When the garbage collector kicks in, some HLD objects will be destroyed, have their finalisers run, and emit log messages.

If the garbage collector kicks in on the write_thread then nothing goes wrong; if there are too many of them all at once for the read_thread to deal with, the write_thread will simply slow down and wait for the read_thread.

In the output from our simulation, this will tend to look like:

'write_thread' destroyed HLD(140364268959120)
'write_thread' destroyed HLD(140364268959056)
reader dequeued (u"'write_thread' destroyed HLD(140364268958032)\n")
'write_thread' destroyed HLD(140364268958992)
reader dequeued (u"'write_thread' destroyed HLD(140364268957968)\n")
'write_thread' destroyed HLD(140364268958928)
reader dequeued (u"'write_thread' destroyed HLD(140364268957904)\n")
'write_thread' destroyed HLD(140364268958864)
reader dequeued (u"'write_thread' destroyed HLD(140364268959120)\n")
'write_thread' destroyed HLD(140364268958800)
reader dequeued (u"'write_thread' destroyed HLD(140364268959056)\n")

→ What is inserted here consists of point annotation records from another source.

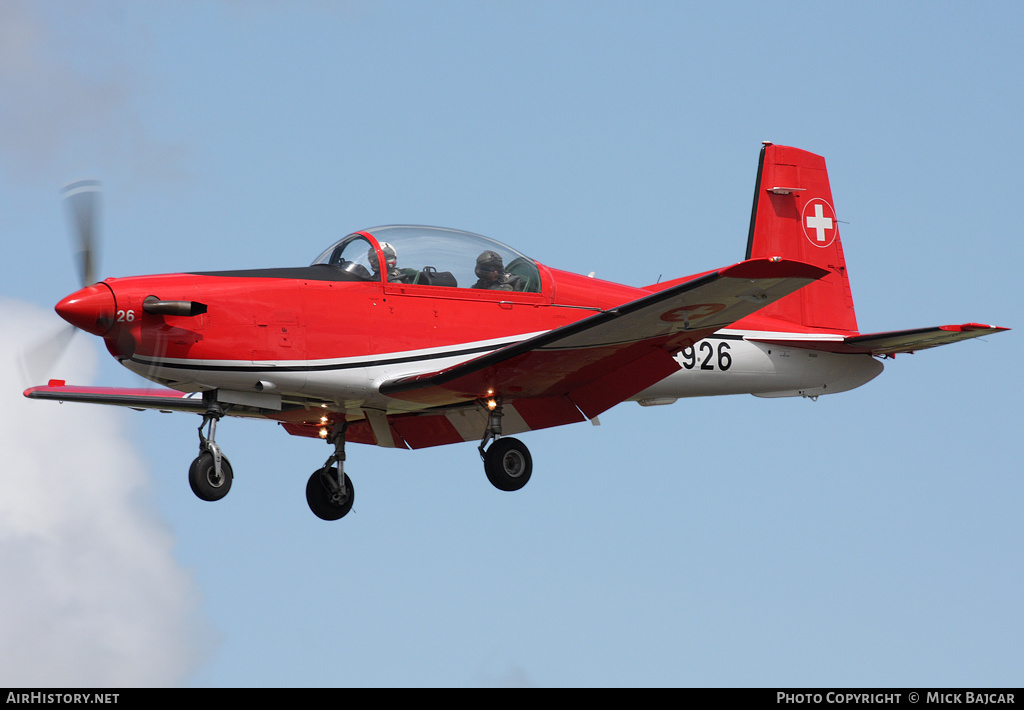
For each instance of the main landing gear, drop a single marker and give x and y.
(329, 490)
(507, 461)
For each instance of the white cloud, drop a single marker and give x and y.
(91, 592)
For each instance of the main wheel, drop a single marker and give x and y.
(204, 479)
(326, 504)
(508, 464)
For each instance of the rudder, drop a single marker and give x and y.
(794, 217)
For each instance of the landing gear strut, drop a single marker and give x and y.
(507, 461)
(329, 491)
(210, 474)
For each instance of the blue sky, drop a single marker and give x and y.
(869, 538)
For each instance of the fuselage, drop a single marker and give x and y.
(311, 333)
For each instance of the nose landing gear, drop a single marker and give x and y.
(507, 461)
(210, 474)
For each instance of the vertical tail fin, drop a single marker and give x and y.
(794, 217)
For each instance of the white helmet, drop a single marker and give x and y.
(390, 256)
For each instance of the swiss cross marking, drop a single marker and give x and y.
(819, 222)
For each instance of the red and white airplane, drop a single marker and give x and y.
(462, 338)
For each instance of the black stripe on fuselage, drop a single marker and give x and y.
(346, 366)
(313, 368)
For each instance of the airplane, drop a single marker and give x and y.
(407, 336)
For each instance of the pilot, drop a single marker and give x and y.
(492, 275)
(394, 275)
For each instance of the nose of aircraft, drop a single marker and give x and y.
(91, 308)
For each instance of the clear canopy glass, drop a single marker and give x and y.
(433, 256)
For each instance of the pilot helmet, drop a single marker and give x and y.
(390, 256)
(488, 261)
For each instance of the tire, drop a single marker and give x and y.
(508, 464)
(318, 497)
(204, 481)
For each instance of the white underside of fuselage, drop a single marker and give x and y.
(727, 363)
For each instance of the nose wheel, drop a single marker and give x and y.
(507, 461)
(210, 474)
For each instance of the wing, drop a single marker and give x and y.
(164, 400)
(607, 358)
(889, 343)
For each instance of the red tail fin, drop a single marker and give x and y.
(794, 217)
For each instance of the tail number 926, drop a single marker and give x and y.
(706, 357)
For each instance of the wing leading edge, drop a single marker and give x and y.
(607, 358)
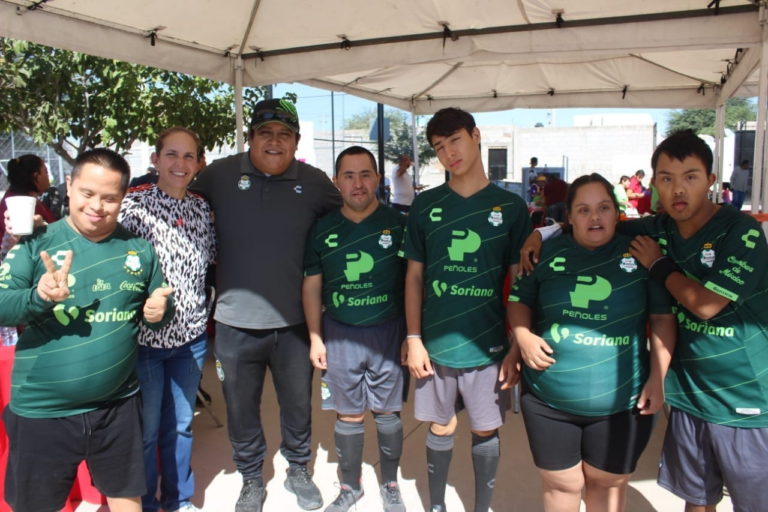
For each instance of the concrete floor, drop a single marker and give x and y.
(518, 486)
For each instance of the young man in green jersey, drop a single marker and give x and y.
(711, 258)
(352, 268)
(81, 285)
(461, 240)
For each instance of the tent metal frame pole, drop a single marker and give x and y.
(758, 169)
(239, 105)
(719, 149)
(416, 167)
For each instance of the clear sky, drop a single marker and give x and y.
(315, 105)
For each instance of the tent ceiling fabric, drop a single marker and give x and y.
(508, 54)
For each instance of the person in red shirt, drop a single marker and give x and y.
(555, 192)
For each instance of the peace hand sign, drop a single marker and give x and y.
(53, 284)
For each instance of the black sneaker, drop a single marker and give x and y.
(348, 499)
(390, 496)
(300, 483)
(252, 497)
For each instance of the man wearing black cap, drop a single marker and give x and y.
(265, 202)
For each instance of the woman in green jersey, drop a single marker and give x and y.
(590, 384)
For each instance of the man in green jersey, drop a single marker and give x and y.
(711, 258)
(352, 268)
(461, 240)
(81, 285)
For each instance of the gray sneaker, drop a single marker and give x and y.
(390, 496)
(300, 483)
(348, 499)
(252, 497)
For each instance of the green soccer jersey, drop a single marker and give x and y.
(79, 354)
(719, 370)
(363, 279)
(591, 307)
(467, 246)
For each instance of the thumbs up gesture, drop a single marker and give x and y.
(154, 307)
(53, 284)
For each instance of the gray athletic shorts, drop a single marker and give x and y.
(699, 457)
(364, 370)
(478, 390)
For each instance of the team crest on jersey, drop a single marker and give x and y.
(325, 393)
(495, 218)
(133, 263)
(708, 255)
(628, 263)
(385, 240)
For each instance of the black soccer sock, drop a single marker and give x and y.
(485, 459)
(390, 432)
(349, 449)
(439, 454)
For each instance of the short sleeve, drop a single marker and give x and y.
(312, 261)
(739, 262)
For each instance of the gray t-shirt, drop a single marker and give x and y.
(262, 224)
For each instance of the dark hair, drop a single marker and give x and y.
(107, 159)
(448, 121)
(200, 151)
(680, 145)
(355, 150)
(21, 174)
(586, 180)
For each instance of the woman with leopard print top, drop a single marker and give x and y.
(180, 226)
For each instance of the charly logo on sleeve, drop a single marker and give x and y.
(708, 255)
(385, 240)
(133, 263)
(244, 183)
(628, 263)
(495, 218)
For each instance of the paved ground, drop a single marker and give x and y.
(518, 487)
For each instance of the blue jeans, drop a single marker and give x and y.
(169, 378)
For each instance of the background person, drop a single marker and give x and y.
(265, 202)
(739, 182)
(180, 227)
(586, 362)
(82, 285)
(357, 344)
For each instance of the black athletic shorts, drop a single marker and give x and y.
(44, 454)
(560, 440)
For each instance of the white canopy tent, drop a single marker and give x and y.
(423, 55)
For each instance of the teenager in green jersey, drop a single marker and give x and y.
(712, 259)
(351, 268)
(590, 386)
(461, 240)
(81, 285)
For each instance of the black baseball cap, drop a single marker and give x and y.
(275, 111)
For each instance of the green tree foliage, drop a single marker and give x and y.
(74, 102)
(702, 121)
(400, 134)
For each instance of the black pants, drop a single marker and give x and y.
(243, 356)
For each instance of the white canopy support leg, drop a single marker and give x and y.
(758, 168)
(239, 104)
(719, 146)
(415, 148)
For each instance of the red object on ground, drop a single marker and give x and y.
(83, 490)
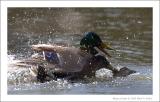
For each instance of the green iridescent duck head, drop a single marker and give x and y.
(90, 41)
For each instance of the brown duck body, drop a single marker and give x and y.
(74, 63)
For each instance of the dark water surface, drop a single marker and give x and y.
(128, 30)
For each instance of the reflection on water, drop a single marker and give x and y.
(128, 30)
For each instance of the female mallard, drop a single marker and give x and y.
(74, 62)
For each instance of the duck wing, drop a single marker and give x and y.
(71, 59)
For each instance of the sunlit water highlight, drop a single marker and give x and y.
(129, 31)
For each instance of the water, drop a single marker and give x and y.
(128, 30)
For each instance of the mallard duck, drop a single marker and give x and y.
(71, 62)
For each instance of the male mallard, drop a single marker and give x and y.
(74, 62)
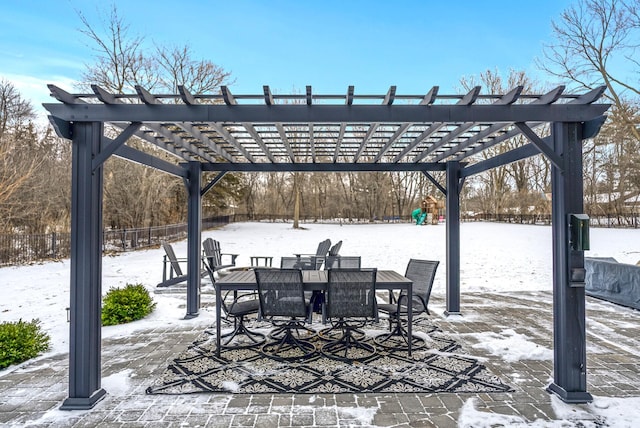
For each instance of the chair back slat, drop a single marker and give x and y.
(422, 273)
(281, 292)
(335, 249)
(351, 293)
(293, 262)
(338, 262)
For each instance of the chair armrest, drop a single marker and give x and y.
(233, 257)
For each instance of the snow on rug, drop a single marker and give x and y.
(434, 368)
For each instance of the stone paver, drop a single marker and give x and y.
(31, 395)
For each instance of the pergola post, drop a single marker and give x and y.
(194, 235)
(86, 270)
(570, 360)
(453, 238)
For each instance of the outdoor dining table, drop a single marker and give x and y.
(245, 280)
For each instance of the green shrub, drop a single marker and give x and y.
(123, 305)
(21, 341)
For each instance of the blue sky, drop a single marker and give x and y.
(329, 44)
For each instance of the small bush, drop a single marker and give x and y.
(123, 305)
(21, 341)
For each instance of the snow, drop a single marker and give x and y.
(512, 346)
(494, 257)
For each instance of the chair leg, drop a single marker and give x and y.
(398, 336)
(289, 347)
(347, 347)
(240, 329)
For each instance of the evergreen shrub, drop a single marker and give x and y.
(21, 341)
(123, 305)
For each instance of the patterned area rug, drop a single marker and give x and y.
(438, 367)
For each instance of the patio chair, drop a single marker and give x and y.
(283, 303)
(422, 273)
(242, 306)
(335, 248)
(351, 302)
(292, 262)
(338, 262)
(171, 270)
(317, 259)
(214, 255)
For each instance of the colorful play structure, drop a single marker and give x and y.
(429, 211)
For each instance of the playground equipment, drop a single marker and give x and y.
(429, 211)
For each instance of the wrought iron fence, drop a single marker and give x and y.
(19, 249)
(16, 249)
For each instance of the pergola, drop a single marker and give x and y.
(326, 133)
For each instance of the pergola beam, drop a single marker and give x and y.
(326, 113)
(322, 167)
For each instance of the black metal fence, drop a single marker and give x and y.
(23, 249)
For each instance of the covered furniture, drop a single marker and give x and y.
(241, 306)
(261, 261)
(422, 273)
(612, 281)
(282, 301)
(351, 302)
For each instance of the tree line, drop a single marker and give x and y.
(589, 38)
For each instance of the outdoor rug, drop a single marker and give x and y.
(441, 366)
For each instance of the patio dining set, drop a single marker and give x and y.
(334, 286)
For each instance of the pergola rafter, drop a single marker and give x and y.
(311, 132)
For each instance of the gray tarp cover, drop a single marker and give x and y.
(616, 282)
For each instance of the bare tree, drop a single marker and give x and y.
(592, 39)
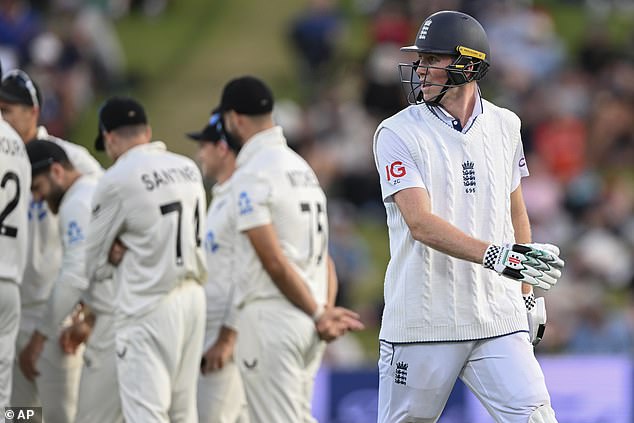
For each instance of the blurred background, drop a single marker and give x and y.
(565, 67)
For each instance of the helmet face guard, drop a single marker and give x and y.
(468, 66)
(447, 33)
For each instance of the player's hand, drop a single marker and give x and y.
(337, 321)
(30, 354)
(534, 264)
(117, 250)
(73, 336)
(220, 353)
(536, 312)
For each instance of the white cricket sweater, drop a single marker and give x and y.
(430, 296)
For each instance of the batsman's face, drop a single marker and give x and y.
(22, 118)
(210, 156)
(432, 73)
(231, 126)
(44, 188)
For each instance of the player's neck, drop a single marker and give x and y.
(226, 171)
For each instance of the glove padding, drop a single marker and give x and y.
(534, 264)
(536, 318)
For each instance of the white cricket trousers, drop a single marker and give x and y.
(221, 397)
(415, 380)
(98, 388)
(278, 353)
(158, 358)
(9, 325)
(57, 386)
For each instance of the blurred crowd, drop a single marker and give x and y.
(70, 47)
(576, 104)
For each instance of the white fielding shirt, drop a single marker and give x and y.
(153, 201)
(220, 251)
(274, 185)
(431, 296)
(45, 245)
(15, 192)
(71, 282)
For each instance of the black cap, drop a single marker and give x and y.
(18, 88)
(246, 95)
(212, 132)
(42, 154)
(117, 112)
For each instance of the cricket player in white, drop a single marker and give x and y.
(56, 386)
(450, 168)
(283, 262)
(150, 202)
(69, 195)
(15, 183)
(221, 397)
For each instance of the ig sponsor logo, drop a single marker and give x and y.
(395, 170)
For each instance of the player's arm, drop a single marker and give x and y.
(267, 247)
(71, 282)
(521, 225)
(105, 224)
(433, 231)
(535, 307)
(330, 322)
(333, 283)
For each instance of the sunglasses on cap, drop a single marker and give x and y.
(23, 79)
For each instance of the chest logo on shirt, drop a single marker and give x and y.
(210, 242)
(468, 176)
(244, 203)
(400, 375)
(37, 210)
(395, 170)
(74, 233)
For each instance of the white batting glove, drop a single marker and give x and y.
(536, 313)
(534, 264)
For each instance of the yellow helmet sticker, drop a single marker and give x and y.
(466, 51)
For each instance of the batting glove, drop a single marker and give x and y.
(534, 264)
(536, 312)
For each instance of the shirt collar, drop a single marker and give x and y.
(41, 133)
(221, 188)
(263, 139)
(448, 119)
(151, 146)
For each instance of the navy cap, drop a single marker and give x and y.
(117, 112)
(212, 132)
(18, 88)
(246, 95)
(43, 153)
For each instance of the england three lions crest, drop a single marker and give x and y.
(468, 176)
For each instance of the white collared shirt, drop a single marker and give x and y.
(274, 185)
(451, 121)
(153, 201)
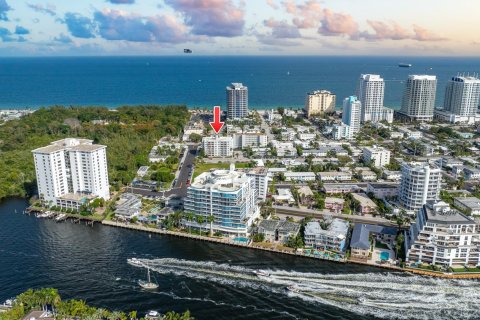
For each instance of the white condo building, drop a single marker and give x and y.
(237, 101)
(378, 156)
(443, 236)
(420, 183)
(227, 195)
(249, 139)
(319, 102)
(418, 102)
(462, 96)
(70, 170)
(218, 146)
(351, 115)
(370, 93)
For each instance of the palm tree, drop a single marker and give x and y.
(211, 220)
(200, 220)
(189, 216)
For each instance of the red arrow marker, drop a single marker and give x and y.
(216, 124)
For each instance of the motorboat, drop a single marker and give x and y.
(261, 273)
(292, 288)
(135, 262)
(153, 315)
(149, 285)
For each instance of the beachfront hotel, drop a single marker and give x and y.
(420, 182)
(418, 100)
(218, 146)
(319, 102)
(370, 93)
(443, 236)
(71, 171)
(237, 101)
(227, 195)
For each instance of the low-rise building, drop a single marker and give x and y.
(278, 231)
(471, 173)
(392, 175)
(334, 204)
(471, 205)
(333, 238)
(443, 236)
(299, 176)
(218, 146)
(378, 156)
(360, 245)
(366, 205)
(383, 190)
(128, 206)
(334, 176)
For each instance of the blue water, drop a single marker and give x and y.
(201, 81)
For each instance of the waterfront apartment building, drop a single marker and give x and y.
(462, 96)
(70, 170)
(249, 139)
(378, 156)
(418, 102)
(443, 236)
(420, 183)
(227, 195)
(333, 238)
(351, 115)
(218, 146)
(319, 102)
(237, 101)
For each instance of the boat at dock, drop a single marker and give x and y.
(61, 217)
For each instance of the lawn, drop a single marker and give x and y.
(203, 167)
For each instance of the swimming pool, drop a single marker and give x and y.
(384, 255)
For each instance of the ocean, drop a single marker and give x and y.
(213, 281)
(200, 81)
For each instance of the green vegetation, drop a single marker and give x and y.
(70, 309)
(129, 133)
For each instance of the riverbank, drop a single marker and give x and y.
(252, 245)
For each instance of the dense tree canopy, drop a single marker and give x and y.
(128, 132)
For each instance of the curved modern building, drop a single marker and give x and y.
(227, 195)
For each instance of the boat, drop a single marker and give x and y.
(292, 288)
(149, 285)
(135, 262)
(153, 315)
(261, 273)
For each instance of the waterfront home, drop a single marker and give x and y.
(443, 236)
(363, 234)
(334, 204)
(278, 230)
(333, 237)
(366, 205)
(39, 315)
(471, 205)
(128, 206)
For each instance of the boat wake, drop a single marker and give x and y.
(383, 295)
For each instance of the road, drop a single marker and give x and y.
(316, 213)
(179, 189)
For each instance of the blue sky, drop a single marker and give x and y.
(239, 27)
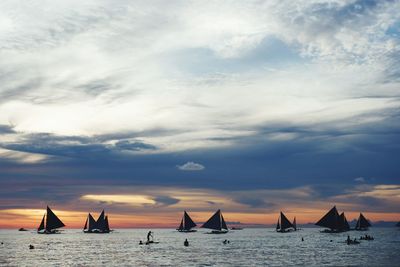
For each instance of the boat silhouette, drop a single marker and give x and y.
(187, 224)
(334, 222)
(216, 223)
(50, 223)
(362, 223)
(99, 226)
(284, 225)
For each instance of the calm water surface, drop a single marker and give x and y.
(249, 247)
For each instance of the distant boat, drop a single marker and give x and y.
(216, 223)
(186, 224)
(100, 226)
(50, 223)
(362, 223)
(284, 225)
(333, 221)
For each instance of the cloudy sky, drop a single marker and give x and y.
(146, 108)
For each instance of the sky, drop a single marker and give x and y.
(149, 108)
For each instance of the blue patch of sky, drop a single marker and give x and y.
(270, 53)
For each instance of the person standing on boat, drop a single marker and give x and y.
(149, 234)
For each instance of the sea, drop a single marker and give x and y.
(247, 247)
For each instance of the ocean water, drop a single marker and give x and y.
(248, 247)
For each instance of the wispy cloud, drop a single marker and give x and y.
(191, 166)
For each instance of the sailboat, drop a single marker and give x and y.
(331, 220)
(100, 226)
(186, 224)
(362, 223)
(343, 223)
(284, 225)
(50, 223)
(216, 223)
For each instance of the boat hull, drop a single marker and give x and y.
(96, 232)
(216, 232)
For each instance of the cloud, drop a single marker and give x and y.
(166, 200)
(360, 179)
(191, 166)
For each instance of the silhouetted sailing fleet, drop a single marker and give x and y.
(50, 223)
(332, 221)
(338, 223)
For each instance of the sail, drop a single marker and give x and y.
(107, 227)
(85, 227)
(223, 223)
(215, 222)
(362, 222)
(188, 222)
(92, 223)
(41, 226)
(294, 224)
(101, 222)
(285, 223)
(52, 221)
(180, 228)
(343, 223)
(330, 220)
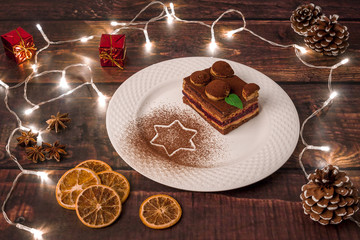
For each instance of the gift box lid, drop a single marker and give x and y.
(114, 41)
(13, 37)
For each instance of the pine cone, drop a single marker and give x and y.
(329, 196)
(304, 17)
(328, 36)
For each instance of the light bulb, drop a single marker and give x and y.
(43, 175)
(148, 46)
(302, 49)
(34, 67)
(333, 95)
(170, 19)
(37, 234)
(172, 8)
(4, 84)
(30, 110)
(85, 39)
(229, 34)
(212, 45)
(325, 148)
(63, 82)
(102, 99)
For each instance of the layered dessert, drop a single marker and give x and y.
(220, 97)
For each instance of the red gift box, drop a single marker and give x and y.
(19, 45)
(112, 50)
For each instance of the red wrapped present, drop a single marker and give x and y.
(19, 45)
(112, 50)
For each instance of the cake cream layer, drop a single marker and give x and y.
(224, 121)
(223, 129)
(220, 109)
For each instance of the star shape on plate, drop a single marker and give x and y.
(174, 137)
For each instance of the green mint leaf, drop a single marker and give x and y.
(234, 100)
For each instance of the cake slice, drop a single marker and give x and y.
(205, 91)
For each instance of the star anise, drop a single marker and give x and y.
(35, 153)
(54, 151)
(27, 138)
(56, 122)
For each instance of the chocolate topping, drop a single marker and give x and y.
(200, 78)
(217, 90)
(250, 88)
(221, 69)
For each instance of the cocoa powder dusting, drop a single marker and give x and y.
(141, 131)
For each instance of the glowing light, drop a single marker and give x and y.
(43, 175)
(24, 128)
(212, 45)
(301, 49)
(34, 130)
(38, 27)
(37, 233)
(333, 95)
(102, 99)
(85, 39)
(172, 9)
(325, 148)
(114, 23)
(63, 82)
(39, 140)
(34, 67)
(170, 19)
(230, 34)
(4, 84)
(30, 110)
(148, 46)
(344, 61)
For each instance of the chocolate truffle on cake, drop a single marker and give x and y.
(217, 90)
(221, 69)
(250, 91)
(200, 78)
(209, 100)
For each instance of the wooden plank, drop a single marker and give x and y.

If the garbage collector kicks in on the read_thread instead, then the system can deadlock when the queue is bounded. When the finaliser for a HLD object is run on the read_thread, it will try to log a message to the queue. The queue might, at this point, be full. If it is, then the reader thread will block in the HLD object's finaliser. It can't ever be unblocked, because it can't return from the HLD object's finaliser in order to drain the logging queue to make room for the message it is currently waiting for a change to add!

In the output from our simulation, (with MAX_SIZE==4) this looks like:

reader dequeued (u'Hello from write thread!')
reader dequeued (u'Hello from write thread!')
reader dequeued (u'Hello from write thread!')
'read_thread' destroyed HLD(140364269227472)
'read_thread' destroyed HLD(140364269227408)
'read_thread' destroyed HLD(140364269227344)
'read_thread' destroyed HLD(140364269227280)
'read_thread' destroyed HLD(140364269227216)

And there it freezes, deadlocked.

Tragic!

The respite:

One way out of this conundrum is to move the message queue out of the process, into a separate process which does nothing but drain the queue and does not ever log messages itself.

Another possibility is to change the method for adding messages to the queue to refrain from blocking if called from the read_thread. However, we're now back to worrying about how we can't buffer messages forever. If we go down this route, we'll either have to drop messages on the floor, or hope really hard that any messages that happen to get added by the logging thread itself don't happen to be large enough to exhaust available memory. This may be entirely practical; many programs don't ever allocate very many objects with finalisers.

A less practical idea is to make sure that signals and finalisers can't cause messages to be logged from the read_thread. In Python, it's easy enough to arrange for signals never to arrive on the thread which is draining the queue - simply make sure that the log message queue is drained from some thread that is not the 'main' thread, because Python only delivers signals to the 'main' thread. However, avoiding logging messages from finalisers is not so practical. If we have finalisers at all then eventually we'll probably find bugs in them, and if our logging system doesn't help us get the exception messages and tracebacks so we can try to fix them, then the logging system isn't actually doing us any good.

One idea which will not work is simply adding more than one logging thread, in the hope that the second thread will always unblock the first. The big problem is that two (or more!) readers can both block if they each log a message at the wrong time. A smaller issue is that, if having more than one thread doing the actual writing-down of messages isn't a problem for, why use a queue at all? We could just change the logging mechanism to write down the messages directly without the queue.